Joe is not susceptible to other people’s witticisms and looks up at me strangely (I’m a few inches taller than he is, though he’s a little bullock). He clearly starts to say one thing in one tone of voice (sarcastic, without doubt), then just lets it go and stares out at the unpretentious row of hip-roofed, frame-with-brick-facade houses (some
with
crime bars), all built when he was a teenager, and where now, across Charity Street at 213, a young, shockingly red-haired woman—brighter red even than Phyllis’s—is pushing a big black-plastic garbage-can-on-wheels to the curb for the last pickup before the 4th.

The woman is obviously a young mom, in blue jeans cut off midthigh, sockless tennies and a blue work shirt sloppily but calculatedly cinched in a Marilyn Monroe knot just below her breasts. When she squares her plastic can up beside her mailbox, she looks at us and waves a cheery, careless wave that means she knows who we are—new-neighbor candidates, more lively maybe than the current owner.

I wave back, but Joe doesn’t. Possibly he is thinking about seeing things across a flat plain.
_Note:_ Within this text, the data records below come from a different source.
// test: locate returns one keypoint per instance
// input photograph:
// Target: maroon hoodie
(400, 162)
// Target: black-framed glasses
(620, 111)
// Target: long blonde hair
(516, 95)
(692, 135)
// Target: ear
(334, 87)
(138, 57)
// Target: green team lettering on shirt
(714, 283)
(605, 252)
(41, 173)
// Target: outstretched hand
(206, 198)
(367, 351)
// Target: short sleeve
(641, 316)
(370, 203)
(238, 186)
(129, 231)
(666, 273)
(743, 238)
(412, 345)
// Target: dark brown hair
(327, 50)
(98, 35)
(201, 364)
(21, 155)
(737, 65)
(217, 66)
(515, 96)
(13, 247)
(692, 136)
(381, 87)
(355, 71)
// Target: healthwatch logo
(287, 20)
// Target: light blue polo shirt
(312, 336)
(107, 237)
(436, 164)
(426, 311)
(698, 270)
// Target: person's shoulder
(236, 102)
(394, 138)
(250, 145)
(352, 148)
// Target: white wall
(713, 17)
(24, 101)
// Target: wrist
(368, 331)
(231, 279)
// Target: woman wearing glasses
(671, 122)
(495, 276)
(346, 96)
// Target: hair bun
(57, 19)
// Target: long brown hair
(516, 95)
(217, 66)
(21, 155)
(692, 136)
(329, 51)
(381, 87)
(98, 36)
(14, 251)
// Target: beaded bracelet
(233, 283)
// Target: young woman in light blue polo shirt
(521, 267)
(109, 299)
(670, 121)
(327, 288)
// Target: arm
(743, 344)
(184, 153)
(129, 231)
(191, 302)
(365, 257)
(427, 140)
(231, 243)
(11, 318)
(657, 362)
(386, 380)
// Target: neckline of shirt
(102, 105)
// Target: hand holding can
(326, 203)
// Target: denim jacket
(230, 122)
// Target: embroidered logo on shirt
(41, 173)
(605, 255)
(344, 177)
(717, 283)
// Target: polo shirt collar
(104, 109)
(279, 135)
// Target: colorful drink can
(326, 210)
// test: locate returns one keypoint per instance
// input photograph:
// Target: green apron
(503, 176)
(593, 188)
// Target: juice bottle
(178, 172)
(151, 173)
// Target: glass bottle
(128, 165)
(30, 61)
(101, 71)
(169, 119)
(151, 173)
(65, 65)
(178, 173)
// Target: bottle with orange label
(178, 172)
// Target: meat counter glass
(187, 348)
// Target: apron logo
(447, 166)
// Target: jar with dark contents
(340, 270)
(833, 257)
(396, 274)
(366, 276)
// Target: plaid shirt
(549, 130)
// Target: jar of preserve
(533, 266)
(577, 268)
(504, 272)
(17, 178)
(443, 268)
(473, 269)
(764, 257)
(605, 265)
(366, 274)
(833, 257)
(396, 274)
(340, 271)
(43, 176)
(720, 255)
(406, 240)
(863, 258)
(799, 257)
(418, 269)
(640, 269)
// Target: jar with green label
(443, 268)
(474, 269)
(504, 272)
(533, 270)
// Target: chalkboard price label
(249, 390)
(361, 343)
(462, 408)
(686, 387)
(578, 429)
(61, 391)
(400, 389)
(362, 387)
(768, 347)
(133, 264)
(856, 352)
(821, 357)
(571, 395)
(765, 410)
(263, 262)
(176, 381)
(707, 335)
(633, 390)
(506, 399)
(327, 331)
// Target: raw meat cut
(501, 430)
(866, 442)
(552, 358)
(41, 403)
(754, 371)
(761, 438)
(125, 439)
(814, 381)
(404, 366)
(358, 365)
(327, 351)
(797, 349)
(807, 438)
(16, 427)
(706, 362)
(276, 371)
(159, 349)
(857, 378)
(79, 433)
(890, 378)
“I was just thinking as we were driving over here …,” he says, watching young Marilyn flounce back up the driveway and disappear into an empty carport. A door closes, a screen slams. “… that wherever you took us today was going to be where I was going to live for the rest of my life.” (I was right.) “A decision almost entirely in other people’s hands. And that in fact my judgment’s no good anymore.” (Joe hasn’t tumbled to my telling him he didn’t have to buy this place.) “I don’t know what the hell’s the right thing anymore. All I do is hold out as long as I can in hopes the really fucked-up choices will start to
look
fucked up, and I’ll be saved at least that much. You know what I mean?”